I am having a real problem trying to get a query with the data I need. I have tried a few methods without success. I can get the data with 4 separate queries, just can't get hem into 1 query. All data comes from 1 table. I will list as much info as I can.
My data looks like this. I have a customerID and 3 columns that record who has worked on the record for that customer as well as the assigned acct manager
RecID_Customer___CreatedBy____LastUser____AcctMan
1-------1374----------Bob Jones--------Mary Willis------Bob Jones
2-------1375----------Mary Willis------Bob Jones--------Bob Jones
3-------1376----------Jay Scott--------Mary Willis-------Mary Willis
4-------1377----------Jay Scott--------Mary Willis------Jay Scott
5-------1378----------Bob Jones--------Jay Scott--------Jay Scott
I want the query to return the following data. See below for a description of how each is obtained.
Employee___Created__Modified__Mod Own__Created Own
Bob Jones--------2-----------1---------------1----------------1
Mary Willis------1-----------2---------------1----------------0
Jay Scott--------2-----------1---------------1----------------1
Created = Counts the number of records created by each Employee
Modified = Number of records where the Employee is listed as Last User
(except where they created the record)
Mod Own = Number of records for each where the LastUser = Acctman
(account manager)
Created Own = Number of Records created by the employee where they are
the account manager for that customer
I can get each of these from a query, just need to somehow combine them:
Select CreatedBy, COUNT(CreatedBy) as Created
FROM [dbo].[Cust_REc] GROUP By CreatedBy
Select LastUser, COUNT(LastUser) as Modified
FROM [dbo].[Cust_REc] Where LastUser != CreatedBy GROUP By LastUser
Select AcctMan, COUNT(AcctMan) as CreatePort
FROM [dbo].[Cust_REc] Where AcctMan = CreatedBy GROUP By AcctMan
Select AcctMan, COUNT(AcctMan) as ModPort
FROM [dbo].[Cust_REc] Where AcctMan = LastUser AND NOT AcctMan = CreatedBy GROUP By AcctMan
Can someone see a way to do this? I may have to join the table to itself, but my attempts have not given me the correct data.

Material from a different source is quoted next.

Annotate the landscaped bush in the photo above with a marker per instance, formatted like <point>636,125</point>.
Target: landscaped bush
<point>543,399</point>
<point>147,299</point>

The following will give you the results you're looking for.
select
e.employee,
create_count=(select count(*) from customers c where c.createdby=e.employee),
mod_count=(select count(*) from customers c where c.lastmodifiedby=e.employee),
create_own_count=(select count(*) from customers c where c.createdby=e.employee and c.acctman=e.employee),
mod_own_count=(select count(*) from customers c where c.lastmodifiedby=e.employee and c.acctman=e.employee)
from (
select employee=createdby from customers
union
select employee=lastmodifiedby from customers
union
select employee=acctman from customers
) e
Note: there are other approaches that are more efficient than this but potentially far more complex as well. Specifically, I would bet there is a master Employee table somewhere that would prevent you from having to do the inline view just to get the list of names.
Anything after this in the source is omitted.